Elections italiennes : attention abstention

Article publié le 13 avril 2008
Article publié le 13 avril 2008
Au scrutin du 13 et 14 avril, un tiers des électeurs pourrait ne pas aller voter. Désamour ou désastre politique ? Analyse, entre les promesses de Veltroni, leader du parti démocrate et celles de Berlusconi.

« L'Italie ? Mais pourtant ça bouge. » C'est en ces termes que Fernando Navarro cherchait il y a quelque s jours à démonter le mythe de la crise de la péninsule, en faisant carrément de Lapo Elkann un symbole de la renaissance italienne (ou comment passer de la drogue au design). Mais ce mécontentement a des racines bien plus profondes que la chevelure dorée du descendant de la famille Agnelli. Et les symptômes, préoccupants, sont sans commune mesure avec la situation politique des autres pays européens.

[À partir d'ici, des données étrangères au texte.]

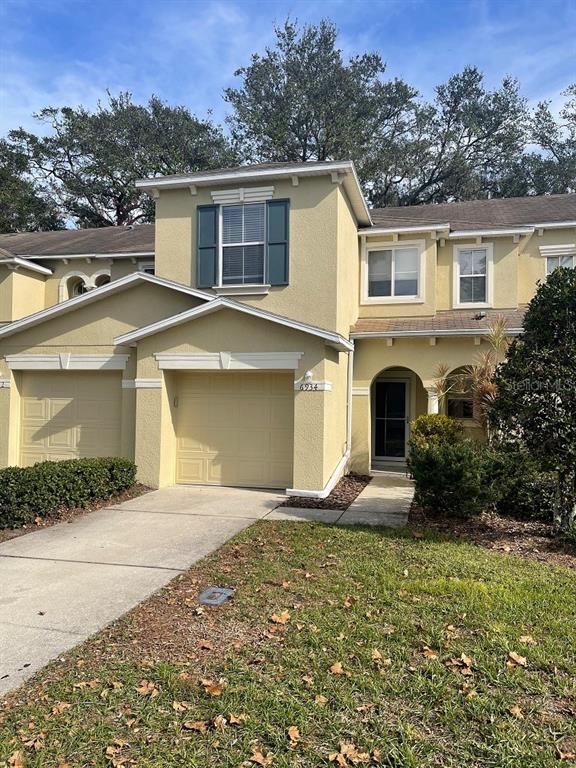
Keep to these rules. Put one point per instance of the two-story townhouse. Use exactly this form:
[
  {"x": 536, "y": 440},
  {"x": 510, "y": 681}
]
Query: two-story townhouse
[{"x": 288, "y": 332}]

De l'antipolitique aux appels à l'abstention

Selon un sondage Ipsos/Il Sole 24 Ore, plus de 55 % des citoyens se déclarent intéressés par la politique. Et pourtant, des phénomènes de rejet se mettent en place. Le bestseller La Casta, par exemple, une enquête réalisée par deux journalistes du Corriere della Sera, démontre que le Quirinale coûte quatre fois plus cher que Buckingham Palace. Le comique et blogger Beppe Grillo, leader d'un mouvement d'opinion dit de l'antipolitique, a même fini par annoncer : « Je n'irai pas voter et j'en suis fier. Les programmes des principaux candidats sont identiques. »

Le showman Fiorello appelle lui aussi à l'abstention : « Quand vous obtiendrez votre carte d'électeur, déchirez-la. Les politiciens ne peuvent se contenter de promesses. » Même les évêques italiens, selon l'analyste Massimo Franco, « seraient presque tentés par une inscription au parti de l'abstention ». Et parmi de nombreux blogs émerge un (mystérieux) Mouvement pour le non-vote, qui met en scène le De Funès italien, Totò, comme témoin du boycott des élections. En résumé, explique Franco dans le Corriere, un tiers de l'électorat serait indécis et tenté par l'abstention.

Dans Les Députés (publié en 1963), le candidat Antonio La Trippa demande à la foule qui l'acclame : « Si je vous disais qu'une fois élu je ferai construire des écoles, des routes, des aqueducs, des logements… Vous me croiriez ? Si je vous disais que ces messieurs (les autres candidats, ndlr) sont des personnes honorables et qu'ils emploieront vos votes pour le bien du pays... Vous me croiriez ? Mais vous savez ce que je vous dis ? Que vous êtes des ingénus, des idiots, des inconscients ! »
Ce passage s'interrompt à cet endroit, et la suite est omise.